20 KiB
title | date | tags | ||
---|---|---|---|---|
Grafana Oncall | 2022-09-13T10:52:53-07:00 |
|
I've had several instability issues with my Kubernetes cluster recently, and so I wanted to install some monitoring to notify me of incipient issues. I'm already using Grafana dashboards to visualize the state of my cluster (using some of my own hand-crafted dashboards along with some pre-existing Kubernetes-specific ones), but that's only useful if I happen to be looking at it at the time a problem is happening - it won't warn me of a brewing problem (and, if the problem results in my VPN becoming unavailable while I'm away from home, that could result in complete disconnection).
Enter OnCall, "an open source, easy-to-use on-call management tool built to help teams improve their collaboration and resolve incidents faster". I'll only be using a miniscule slice of its functionality - monitoring cluster health metrics, and notifying me if they start looking bad - but it's really cool to see how Grafana is branching out and delivering awesome products in the Observability and Incident Management spaces.
Unfortunately, although an arm64-compatible image of Grafana Oncall was made available a couple of weeks ago, running OnCall on my Pi-hosted K3s cluster wasn't as simple as the instructions might have you believe. Follow along as I show you the steps I went through.
EDIT: Oncall installation on an arm64-cluster is now considerably simpler than it was at the time of writing this article! See this code snapshot and/or [this blog post]({{< ref "/posts/rebuild-from-scratch" >}}) for the update. Original content follows below...
Full disclosure, I'm very new to Helm - OnCall's Helm chart is only the second chart I've worked with - so it's very possible that I've misunderstood some aspects or executed something non-idiomatically. Constructive criticism welcome!
Summary of what I changed, added, or did differently or unexpectedly
- Explicitly split out the dependencies as advised by Helm chart comments.
- Personally built an arm64-compatible image of RabbitMQOperator, since I couldn't find one available in public repos.
- Served OnCall (and Grafana) over
http://
rather thanhttps://
, since I'm only exposing them within my own private network. - Installed an Ingress for this installation manually, rather than using the built-in approach which clashes with k3s' built-in Traefik Ingress controller.

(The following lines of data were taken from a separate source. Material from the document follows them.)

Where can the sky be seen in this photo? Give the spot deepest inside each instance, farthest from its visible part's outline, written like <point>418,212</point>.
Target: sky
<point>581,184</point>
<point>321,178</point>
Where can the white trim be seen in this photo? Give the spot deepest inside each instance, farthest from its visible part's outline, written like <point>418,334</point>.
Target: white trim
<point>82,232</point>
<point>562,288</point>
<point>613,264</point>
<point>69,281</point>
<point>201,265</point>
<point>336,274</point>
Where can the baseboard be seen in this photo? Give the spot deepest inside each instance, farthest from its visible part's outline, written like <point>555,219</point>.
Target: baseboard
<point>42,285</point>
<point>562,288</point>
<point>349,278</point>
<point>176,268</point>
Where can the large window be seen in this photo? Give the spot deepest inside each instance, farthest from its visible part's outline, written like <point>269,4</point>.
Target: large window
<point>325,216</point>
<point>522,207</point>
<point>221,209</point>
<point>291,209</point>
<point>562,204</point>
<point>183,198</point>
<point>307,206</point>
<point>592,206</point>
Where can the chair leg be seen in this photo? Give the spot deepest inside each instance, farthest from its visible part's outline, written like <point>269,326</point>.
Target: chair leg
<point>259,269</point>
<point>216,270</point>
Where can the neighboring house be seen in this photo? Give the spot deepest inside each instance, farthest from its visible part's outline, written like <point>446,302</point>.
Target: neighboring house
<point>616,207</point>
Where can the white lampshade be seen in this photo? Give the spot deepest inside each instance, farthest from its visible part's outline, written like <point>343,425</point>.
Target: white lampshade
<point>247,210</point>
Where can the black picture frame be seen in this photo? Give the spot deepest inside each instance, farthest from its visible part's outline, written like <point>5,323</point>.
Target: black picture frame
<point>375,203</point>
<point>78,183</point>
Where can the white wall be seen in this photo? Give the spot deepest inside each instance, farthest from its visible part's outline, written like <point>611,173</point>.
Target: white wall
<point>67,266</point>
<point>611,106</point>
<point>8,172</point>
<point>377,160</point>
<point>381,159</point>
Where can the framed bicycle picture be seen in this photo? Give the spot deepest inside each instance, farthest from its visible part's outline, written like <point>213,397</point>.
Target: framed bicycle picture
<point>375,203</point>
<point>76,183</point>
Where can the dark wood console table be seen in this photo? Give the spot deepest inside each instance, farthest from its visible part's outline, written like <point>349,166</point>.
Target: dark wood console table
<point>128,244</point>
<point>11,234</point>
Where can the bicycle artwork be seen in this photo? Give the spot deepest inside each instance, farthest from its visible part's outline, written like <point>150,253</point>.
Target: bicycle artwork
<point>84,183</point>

Choices made during installation
Independence of dependencies
The Grafana Helm chart advises in multiple locations to host the dependencies (MySQL, RabbitMQ, Redis, and Grafana itself) separately from the Helm-managed release. I'm curious why that is the advice (that seems to run contrary to the value-add of Helm?) - but, I've done so.
Namespacing
I've installed the OnCall components in the grafana
namespace (where my existing Grafana installation exists), but it
should be pretty easy to change this to a different namespace if you want to, with some simple find-and-replaces. The
RabbitMQ Operator is installed to the built-in kube-system
namespace,
"The namespace for objects created by the Kubernetes system",
which I haven't messed with.
Pre-requisites
This guide assumes that you're running a k3s Kubernetes cluster on 64-bit Raspberry Pis1, and that
you're familiar enough with Kubernetes to run kubectl
commands against it. It also assumes that you have
Helm installed and can run helm
commands against your cluster.
It also assumes that you're already running your own Grafana instance. There are some example Kubernetes YAML files in this directory if you want some guidance - it's a lot simpler than OnCall, you shouldn't have too many problems!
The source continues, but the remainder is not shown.